In large part, yes. They only had so many costumes, and they were *expensive* and kinda' hard/occasionally dangerous to wear (Can't see, falling down stairs, etc) and every time you had Starbuck or Apollo shoot one, the squibs blew a hole in the chrome, or at least smudged it up really bad, so you couldn't use that suit anymore, at least not in the foreground. By halfway through the series, they had to cobble suits together from the undamaged parts of other suits.

Also: the writers were beginning to feel the Cylons were overused, kinda' like the Daleks: if they get beat *EVERY* week, how big of a threat are they, really? I mean, Inspector Gerard and Jack McGee weren't in *EVERY* episode, right? They showed up about every three weeks or so? So they were experimenting with new foes like Count Iblis and the Eastern Alliance. Also, had the show continued, they were going to introduce android cylons indistinguisable from people in the 2nd season opener, an episode called "The Return of the Pegasus."

>>And of course over on that other franchise, things went pear-shaped behind the scenes and the world will never get to see what was really supposed to happen.<<

They'd intended to do 3 or 4 TV movies, several months apart. If that was successful, they'd have done 3 or 4 more the next season, and just keep on doing 3 or 4 a year as long as the ratings held out. If they weren't successful, they'd find Earth in the last 10 minutes of the last movie.

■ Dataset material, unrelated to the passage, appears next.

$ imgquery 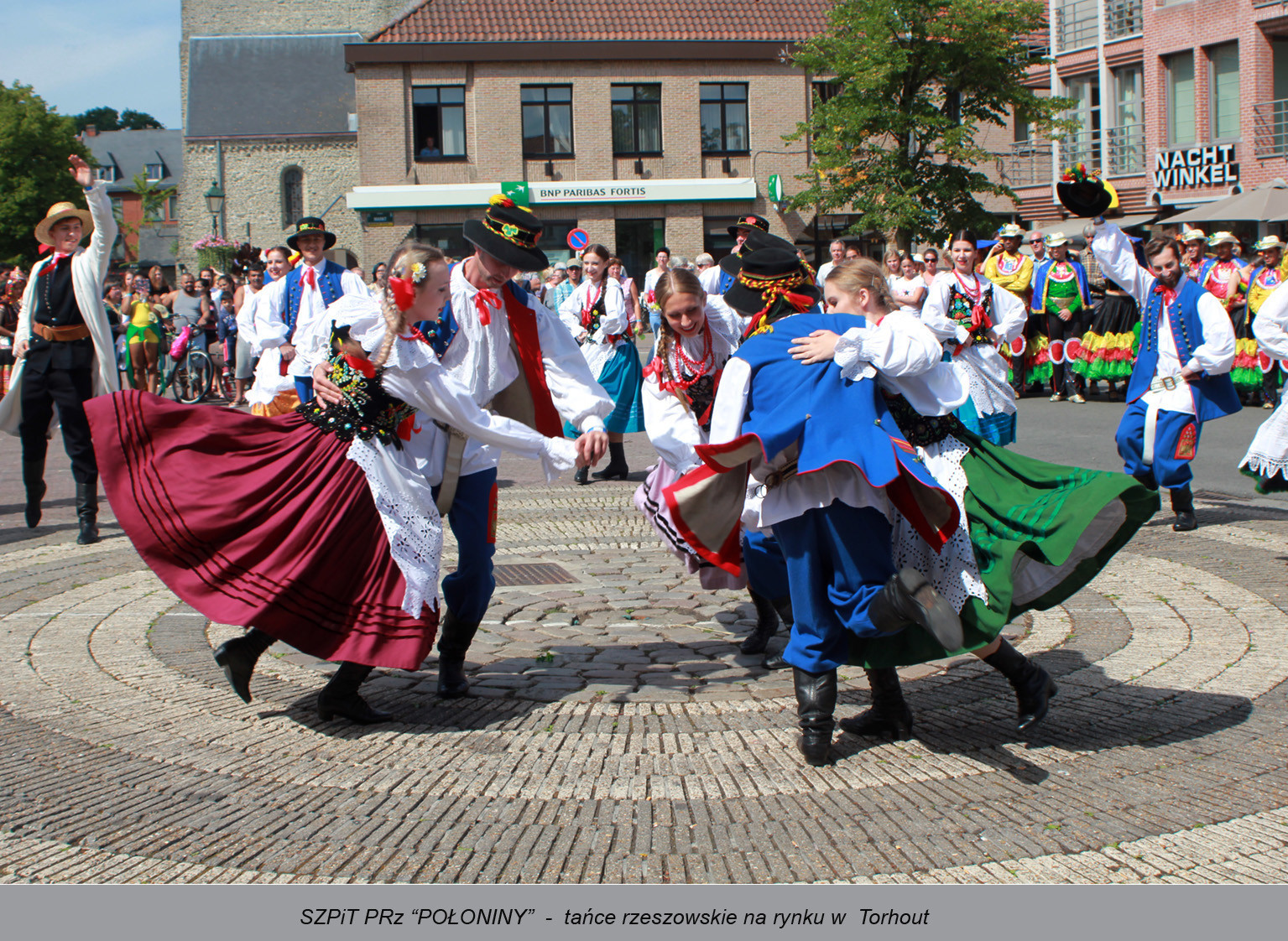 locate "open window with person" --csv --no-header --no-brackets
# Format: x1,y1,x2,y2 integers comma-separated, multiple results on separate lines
411,85,465,164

The Artist Formerly Known As Republibot 3.0

Opening Doors

Mama Fisi's picture

Oh, I know BSG:TOG ripped off a bunch of stuff (far too many things for just the first season--we kind of like to see some originality in the first season, at least) besides Star Wars. It's just that the movie helped open the doors--or floodgates--for a lot of similar science fiction TV shows and movies.

This of course happens all the time. There's a successful movie, and suddenly every studio is cranking out its own clone of it. Or a type of TV show becomes popular, and that's all we can get for a few seasons until the next "big thing" comes along.

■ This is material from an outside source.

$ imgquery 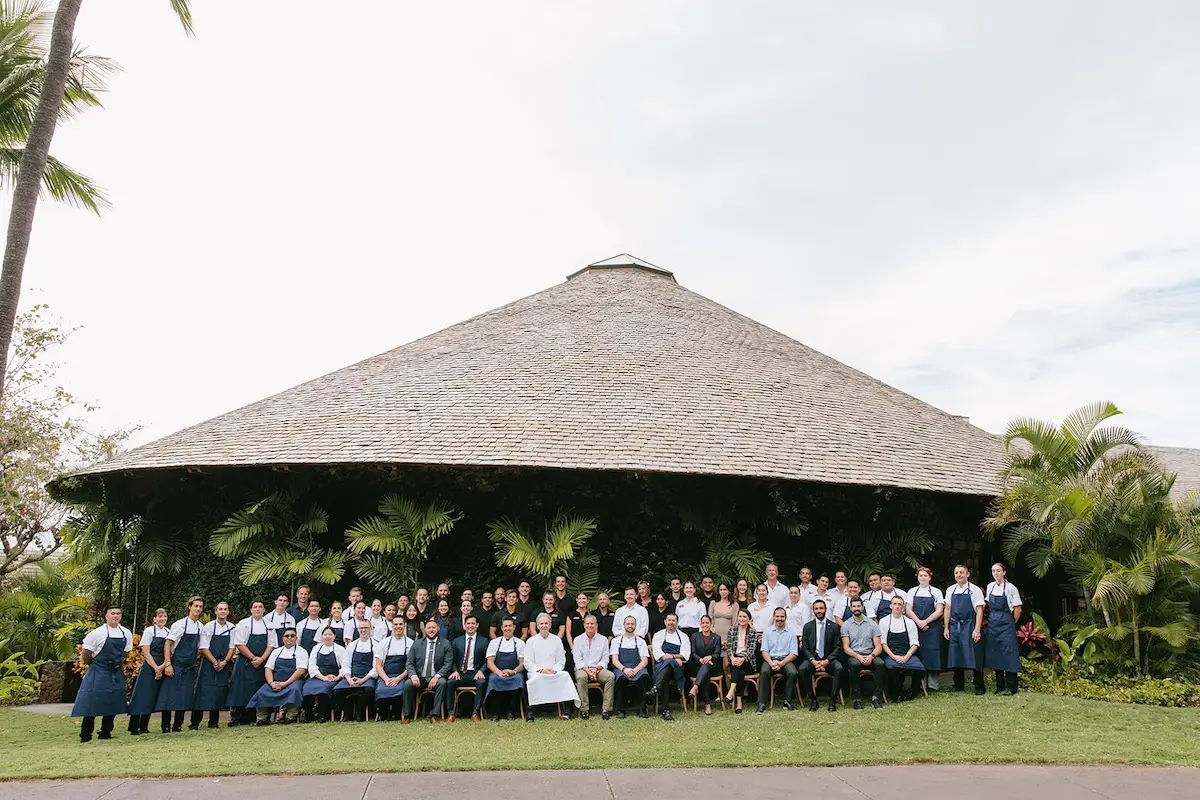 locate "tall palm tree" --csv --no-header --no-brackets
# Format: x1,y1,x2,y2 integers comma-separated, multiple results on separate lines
487,511,600,594
346,494,462,593
0,0,192,401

As far as the SW novellization not "being canon," I wa under the impression that Foster was given the script to work from.

What's odd is how boring the attack on the Death Star is when you read it. All he had to use was the dialog in the script--the effects shots weren't described, so the novel has the command center listening to the terse exchanges between the pilots.

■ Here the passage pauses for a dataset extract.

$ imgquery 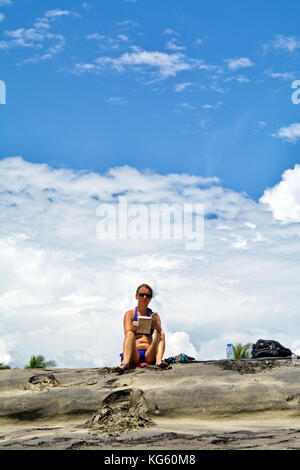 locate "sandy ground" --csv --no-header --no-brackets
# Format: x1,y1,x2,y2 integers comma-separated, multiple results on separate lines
0,363,300,451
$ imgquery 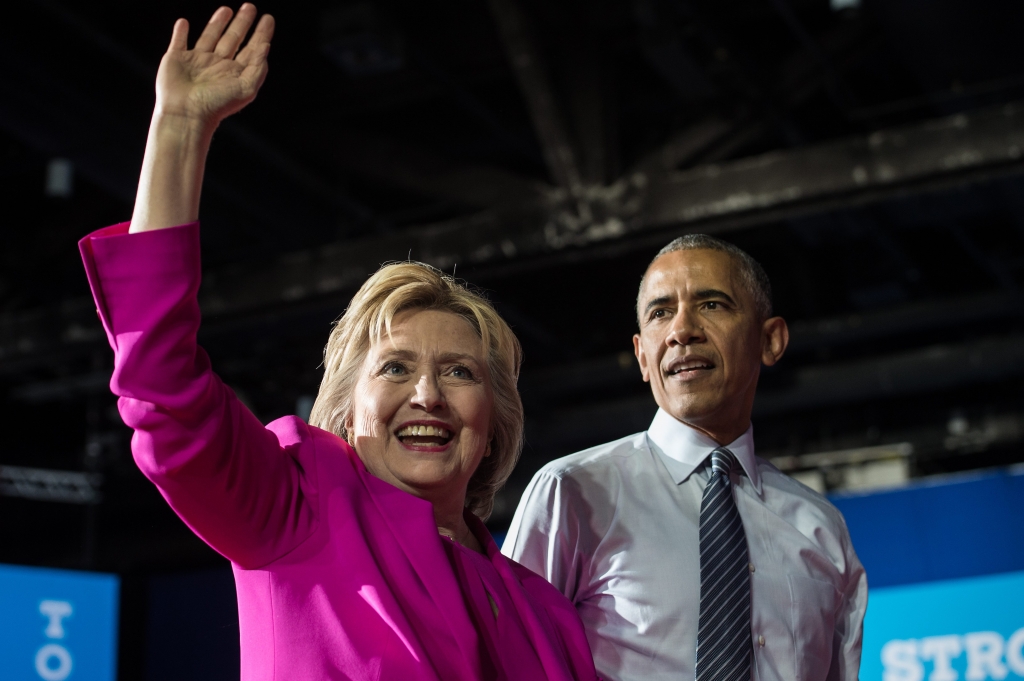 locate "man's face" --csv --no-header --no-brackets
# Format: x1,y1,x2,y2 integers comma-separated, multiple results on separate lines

Masquerading as a normal person day after day is exhausting.
Magpie House Comics

Not Even Remotely Related

SheldonCooper's picture

>>I mean, Inspector Gerard and Jack McGee weren't in *EVERY* episode, right?<<

Ok, this really isn't even remotely related to the topic at hand, but when has that ever stopped us before around here?

Jack McGee appeared in damn near every episode of The Incredible Hulk, albeit sometimes just a token appearance ("Married", season 2 episode 1). The great thing about Jack McGee, though, is that he wasn't evil. He wasn't really even bad. He could be used many different ways because of this. He was the antagonist, he was sometimes an ally (though unwittingly) and he was the victim. He's even been the protagonist with the Hulk being a supporting character. He was more versatile of a character than your usual run-of-the-mill heavy. I liked the McGee charcter and was rather disappointed he didn't return for the last 2 reunion movies. I would have loved to have seen his face had he been present when the Hulk fell from the helicopter and then reverted back to Banner before dying. Ah, what might have been...

One lab accident away from being a supervillain! Bazinga!